6.) Integrates with Active Directory and LDAP, but does not require schema extension. We don't get too many AD Admins objecting to schema extension, but every now and then it does happen. It also is sometimes an issue when the IT department evaluating an SSO solution does not actually own the AD environment therefore schema extension is not an option.
7.) Reports. There are audit reports built-in which tells you who accessed what application, etc.... I have yet to see these, but I know many customers I have spoken to recently desire this ability. This is not available in TAM ESSO 6.
8.) Works with Novell Client. I had a few customers running Novell so were using Novell's client. TAM ESSO 6 does not work with Novell. The new Encentuate product does.
Now some of the things that could be considered the down side:
1.) Requires a server (running Tomcat). TAM ESSO 6 did not require it's own server since it was largely a client side application. Encentuate uses a server to keep track of users, what apps they can access, credentials, and just about everything. It looks like credential caching is typically enabled so I do not know yet how critical the server is for end users accessing their applications, but it is likely very important and could be important enough that clustering this thing will be necessary.
2.) Because this Tomcat server is required for this solution, it would not surprise me to see IBM integrate this into WebSphere. I'm looking for some direction from IBM on this. This is not necessarily a bad thing at all, but it will be interesting to see what happens.

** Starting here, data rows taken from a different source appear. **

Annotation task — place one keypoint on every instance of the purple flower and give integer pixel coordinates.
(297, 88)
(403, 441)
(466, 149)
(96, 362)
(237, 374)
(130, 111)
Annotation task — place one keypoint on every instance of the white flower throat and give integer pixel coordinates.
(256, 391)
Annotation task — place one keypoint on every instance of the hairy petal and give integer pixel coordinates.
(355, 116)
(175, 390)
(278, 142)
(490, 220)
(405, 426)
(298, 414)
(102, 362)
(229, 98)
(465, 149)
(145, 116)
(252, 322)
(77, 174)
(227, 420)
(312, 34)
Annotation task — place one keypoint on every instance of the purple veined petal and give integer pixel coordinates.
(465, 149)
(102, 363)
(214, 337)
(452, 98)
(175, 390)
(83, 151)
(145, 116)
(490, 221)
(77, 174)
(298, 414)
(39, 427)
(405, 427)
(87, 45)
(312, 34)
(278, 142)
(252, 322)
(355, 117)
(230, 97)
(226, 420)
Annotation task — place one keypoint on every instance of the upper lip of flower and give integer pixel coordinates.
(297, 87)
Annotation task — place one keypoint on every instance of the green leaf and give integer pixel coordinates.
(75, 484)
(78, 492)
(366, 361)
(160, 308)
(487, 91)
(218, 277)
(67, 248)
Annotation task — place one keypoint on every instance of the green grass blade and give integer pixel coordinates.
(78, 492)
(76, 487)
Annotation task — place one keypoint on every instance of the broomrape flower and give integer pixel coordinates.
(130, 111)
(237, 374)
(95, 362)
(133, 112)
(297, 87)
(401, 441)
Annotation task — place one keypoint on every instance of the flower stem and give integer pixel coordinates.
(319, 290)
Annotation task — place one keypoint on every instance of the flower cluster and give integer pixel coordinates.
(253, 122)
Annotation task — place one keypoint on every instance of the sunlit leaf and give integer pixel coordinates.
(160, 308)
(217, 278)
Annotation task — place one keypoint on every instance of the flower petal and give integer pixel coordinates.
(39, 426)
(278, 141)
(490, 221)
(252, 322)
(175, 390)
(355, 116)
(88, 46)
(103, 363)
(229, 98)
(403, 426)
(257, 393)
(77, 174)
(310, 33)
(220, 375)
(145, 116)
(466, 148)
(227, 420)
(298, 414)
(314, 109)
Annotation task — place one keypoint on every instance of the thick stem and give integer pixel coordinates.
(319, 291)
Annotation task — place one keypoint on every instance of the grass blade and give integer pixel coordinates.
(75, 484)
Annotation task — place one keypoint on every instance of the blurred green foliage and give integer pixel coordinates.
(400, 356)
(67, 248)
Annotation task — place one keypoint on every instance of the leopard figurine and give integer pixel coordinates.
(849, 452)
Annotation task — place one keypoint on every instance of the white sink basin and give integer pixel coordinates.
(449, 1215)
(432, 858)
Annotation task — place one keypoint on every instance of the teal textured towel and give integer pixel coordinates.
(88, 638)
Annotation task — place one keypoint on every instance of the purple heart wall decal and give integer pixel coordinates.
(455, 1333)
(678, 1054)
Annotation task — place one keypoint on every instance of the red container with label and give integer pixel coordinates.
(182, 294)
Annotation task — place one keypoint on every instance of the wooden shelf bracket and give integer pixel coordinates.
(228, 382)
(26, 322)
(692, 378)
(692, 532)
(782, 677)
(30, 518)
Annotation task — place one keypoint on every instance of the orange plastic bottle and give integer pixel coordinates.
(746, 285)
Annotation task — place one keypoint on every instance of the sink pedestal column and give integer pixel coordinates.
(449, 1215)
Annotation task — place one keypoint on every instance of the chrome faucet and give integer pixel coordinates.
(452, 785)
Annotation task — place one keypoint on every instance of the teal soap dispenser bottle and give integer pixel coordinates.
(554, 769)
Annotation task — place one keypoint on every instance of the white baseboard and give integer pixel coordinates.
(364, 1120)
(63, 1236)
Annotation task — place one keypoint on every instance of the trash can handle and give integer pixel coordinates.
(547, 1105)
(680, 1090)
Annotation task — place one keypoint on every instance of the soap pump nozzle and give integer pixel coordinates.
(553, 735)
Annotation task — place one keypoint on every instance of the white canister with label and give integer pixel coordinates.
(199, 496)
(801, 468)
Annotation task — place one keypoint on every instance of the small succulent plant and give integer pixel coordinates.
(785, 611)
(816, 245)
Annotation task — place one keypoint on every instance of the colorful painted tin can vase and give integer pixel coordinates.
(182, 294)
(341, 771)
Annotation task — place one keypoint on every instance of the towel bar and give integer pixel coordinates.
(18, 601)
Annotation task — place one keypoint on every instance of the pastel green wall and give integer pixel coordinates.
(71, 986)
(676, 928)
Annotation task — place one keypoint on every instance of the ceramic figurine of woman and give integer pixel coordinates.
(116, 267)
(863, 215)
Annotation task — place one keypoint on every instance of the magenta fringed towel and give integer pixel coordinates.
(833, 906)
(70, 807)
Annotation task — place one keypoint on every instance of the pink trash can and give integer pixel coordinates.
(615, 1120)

3.) The Windows GINA is replaced. This is also not necessarily a bad thing, just a big difference from before.
4.) Possibly more complicated to implement. Now this depends on how good the training and documentation is. The added functionality of Encentuate could make installing a bit more complicated, however the original TAM ESSO product was so poorly documented in my mind that it too was more complicated than it needed to be and in some cases the documentation was just wrong.
We'll see how it goes. More on this later...
Thursday, March 13, 2008
As for the features and functions of the new TAM ESSO product (call it version 7), well from what I have seen in the past the Encentuate product has the goods, Web, Host Based, Java, and Client Server support, but one thing stands out for sure and that is the reporting built-in. I've heard from a number of customer who want to know who accessed what and when, etc... with respect to their users of SSO and there are some decent reports built-in to the Encentuate product that was lacking in the TAM ESSO 6 (Passlogix) product. I am working on getting my hands on the new stuff asap so I can kick the tires a bit. Maybe I'm a little strange, but I get excited when it's time to learn something new.
So what about the folks using the original TAM ESSO (Passlogix)? Certainly IBM has a strategy to migrate to the new stuff. I'll be getting some of those details very soon.
Woo hoo, something fresh to blog about!